Latin America's Revolt Spreads
I wrote about the spreading Latin American protests bit more than a week ago.
In that short period of time there's been three crucial developments.
The number of people killed in violent protests against rising living costs in Chile has risen to 11, Santiago Governor Karla Rubilar said on Monday.
The military and police used tear gas and water cannon against protesters and a curfew was imposed in major cities.
A state of emergency already in place in Santiago is to be extended to cities in the country's north and south.
...Mr Piñera - who took office in March 2018 after having served as president between 2010 and 2014 - has deployed soldiers and tanks for the first time since 1990, when Chile returned to democracy after the dictatorship of Augusto Pinochet.
The protesters/rioters are angry about the entire neoliberal system that Libertarians love to point to, and the government's rhetoric is alarming to say the least.
What began as protests against subway-fare increases quickly morphed into outpourings of discontent over income equality, pensions, health and education.
While Mr Pinera back-pedaled on the fare increase, his efforts to crack down on violence have merely intensified it. Late Sunday, he had a stark message for Chile: We are at war, choose sides and we will win.
“We are at war against a powerful, relentless enemy, who doesn’t respect anyone, who is willing to use violence without any limits, even if it means the loss of human life,” Mr Pinera said in a televised speech. The rioters “represent evil.”
Meanwhile in Peru
The Peruvian government on Wednesday authorized the intervention of the armed forces and police to unblock access to one of the country’s largest copper mines, after owner Chinese miner MMG Ltd said it may have to cease production at the site.

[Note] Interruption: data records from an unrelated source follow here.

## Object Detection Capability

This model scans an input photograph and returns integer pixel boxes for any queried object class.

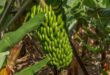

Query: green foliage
[0,14,44,52]
[0,51,9,69]
[14,58,49,75]
[0,0,7,14]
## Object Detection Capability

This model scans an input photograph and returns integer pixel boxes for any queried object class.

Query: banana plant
[0,13,44,67]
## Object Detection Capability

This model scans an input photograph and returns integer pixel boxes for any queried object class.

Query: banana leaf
[0,13,44,52]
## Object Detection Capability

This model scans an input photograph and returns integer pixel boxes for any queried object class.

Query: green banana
[30,5,73,69]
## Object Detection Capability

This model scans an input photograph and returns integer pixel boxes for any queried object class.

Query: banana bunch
[31,6,73,69]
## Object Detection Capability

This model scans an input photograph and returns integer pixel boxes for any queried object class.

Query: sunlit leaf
[0,13,44,52]
[0,51,9,68]
[14,58,49,75]
[0,0,7,14]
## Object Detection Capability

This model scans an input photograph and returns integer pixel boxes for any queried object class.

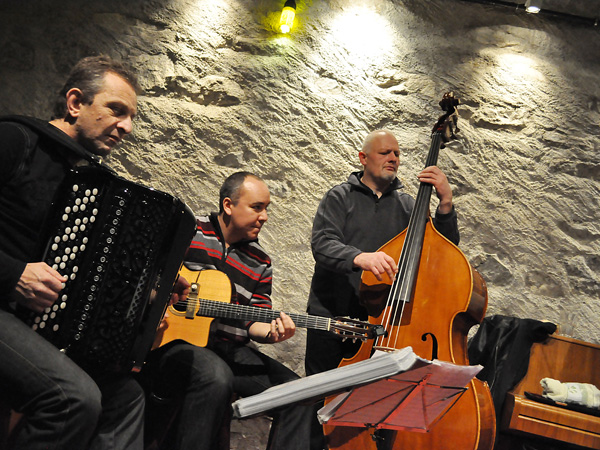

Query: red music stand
[319,360,481,433]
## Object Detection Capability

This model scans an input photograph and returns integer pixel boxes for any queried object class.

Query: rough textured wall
[0,0,600,442]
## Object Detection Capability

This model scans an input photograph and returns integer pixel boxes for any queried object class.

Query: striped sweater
[184,213,273,344]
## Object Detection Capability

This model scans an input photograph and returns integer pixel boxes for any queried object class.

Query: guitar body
[153,265,383,348]
[157,265,233,347]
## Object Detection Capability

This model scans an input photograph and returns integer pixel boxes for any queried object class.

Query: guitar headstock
[432,92,460,148]
[331,317,387,341]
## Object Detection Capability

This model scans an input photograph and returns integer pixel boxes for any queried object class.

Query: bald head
[361,129,397,155]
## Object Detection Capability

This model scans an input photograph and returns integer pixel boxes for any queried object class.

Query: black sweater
[0,117,101,308]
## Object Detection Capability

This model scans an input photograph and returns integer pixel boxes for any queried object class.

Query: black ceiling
[466,0,600,26]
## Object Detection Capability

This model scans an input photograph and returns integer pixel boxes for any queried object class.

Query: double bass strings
[376,132,442,348]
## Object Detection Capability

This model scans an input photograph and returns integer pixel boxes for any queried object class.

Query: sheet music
[232,347,420,418]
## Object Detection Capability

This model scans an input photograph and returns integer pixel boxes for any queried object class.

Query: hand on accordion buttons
[15,262,68,312]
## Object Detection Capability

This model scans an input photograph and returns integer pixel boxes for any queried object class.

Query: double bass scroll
[324,93,495,450]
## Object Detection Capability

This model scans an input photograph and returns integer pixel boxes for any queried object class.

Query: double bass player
[305,130,460,450]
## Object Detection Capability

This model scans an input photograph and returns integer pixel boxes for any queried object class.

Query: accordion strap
[0,115,114,173]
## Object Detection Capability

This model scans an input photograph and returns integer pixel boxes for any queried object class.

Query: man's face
[229,177,271,243]
[75,72,137,156]
[359,133,400,183]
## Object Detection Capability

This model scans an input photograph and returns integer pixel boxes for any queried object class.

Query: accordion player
[22,167,196,373]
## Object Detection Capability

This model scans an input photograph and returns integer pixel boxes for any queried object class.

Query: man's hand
[248,312,296,344]
[353,252,398,281]
[15,262,68,313]
[169,276,190,305]
[417,166,452,214]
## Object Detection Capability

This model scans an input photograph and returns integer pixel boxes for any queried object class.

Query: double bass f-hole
[421,333,438,361]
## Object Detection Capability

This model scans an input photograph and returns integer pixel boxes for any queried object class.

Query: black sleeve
[0,122,32,302]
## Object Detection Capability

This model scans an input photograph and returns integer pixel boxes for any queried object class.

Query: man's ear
[358,152,367,166]
[223,197,233,216]
[65,88,83,117]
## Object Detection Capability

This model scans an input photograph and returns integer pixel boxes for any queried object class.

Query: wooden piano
[498,335,600,449]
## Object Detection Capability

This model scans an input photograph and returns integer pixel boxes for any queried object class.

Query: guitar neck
[197,299,331,331]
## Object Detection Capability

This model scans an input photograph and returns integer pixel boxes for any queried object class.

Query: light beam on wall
[331,6,396,64]
[279,0,296,34]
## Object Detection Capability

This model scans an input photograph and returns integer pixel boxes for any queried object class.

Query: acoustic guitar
[154,265,384,348]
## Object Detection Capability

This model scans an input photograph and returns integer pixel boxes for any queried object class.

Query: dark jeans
[142,341,312,450]
[213,342,312,450]
[304,329,360,450]
[141,341,233,450]
[0,309,144,450]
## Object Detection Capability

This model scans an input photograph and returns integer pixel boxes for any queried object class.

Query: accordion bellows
[19,168,195,372]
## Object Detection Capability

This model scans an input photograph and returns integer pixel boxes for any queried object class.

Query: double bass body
[324,93,496,450]
[325,221,495,450]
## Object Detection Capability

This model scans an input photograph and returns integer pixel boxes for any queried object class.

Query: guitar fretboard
[197,299,331,331]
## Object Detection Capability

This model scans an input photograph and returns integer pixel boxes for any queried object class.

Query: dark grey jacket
[308,172,460,320]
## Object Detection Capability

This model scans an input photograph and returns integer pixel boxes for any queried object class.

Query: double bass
[324,93,496,450]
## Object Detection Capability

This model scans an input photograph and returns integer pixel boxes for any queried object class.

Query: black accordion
[19,168,196,373]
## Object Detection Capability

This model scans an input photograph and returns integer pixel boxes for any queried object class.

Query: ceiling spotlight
[525,0,544,14]
[279,0,296,33]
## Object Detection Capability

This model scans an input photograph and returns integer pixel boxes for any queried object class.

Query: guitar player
[142,172,311,450]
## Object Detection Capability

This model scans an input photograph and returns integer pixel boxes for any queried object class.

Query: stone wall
[0,0,600,442]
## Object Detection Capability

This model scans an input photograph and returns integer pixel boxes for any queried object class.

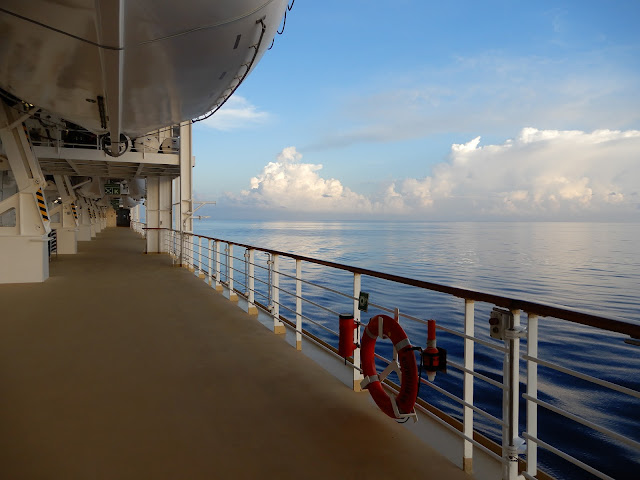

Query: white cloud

The decree, published in official newspaper El Peruano, declared a state of emergency for 30 days in an Andean area where residents have been blocking a road used by the mining company to transport concentrates for almost four weeks.
Some background in Peru
The situation in Peru turned almost Kafkaesque in early October, when embattled President Martin Vizcarra dissolved the opposition-controlled Congress following a prolonged conflict between the two institutions. The Congress in turn stripped Vizcarra of his post and named the vice president as the acting president, but within hours he had resigned and asked Vizcarra to hold early elections. The standoff has continued, as the matter has been referred to the country’s Supreme Court. Peru has been rocked by instability since Vizcarra’s predecessor, Pedro Pablo Kuczynski, resigned over a massive corruption scandal that has spread from Brazil to several other countries in the region.
Nothing has changed in Haiti and Honduras, where protesters are still battling corrupt U.S.-backed governments.
But in Ecuador the tide is turning.
The deal, which included the Confederation of Indigenous Nationalities of Ecuador (CONAIE), is a retreat for the government of President Lenín Moreno and a victory for the protesters.
Jubilant crowds took to the streets, chanting in celebration. But the agreement doesn’t resolve the underlying problems. Moreno is not likely to finish the remaining year and a half of his presidential term without a recurrence of serious unrest.
Besides stopping austerity, Moreno also agreed to raise taxes on the wealthy.
Moreno cut a deal after he deployed the military...and then the military came out for the protesters and against the police.
Moreno must have realized that he only had hours to go before being kicked out.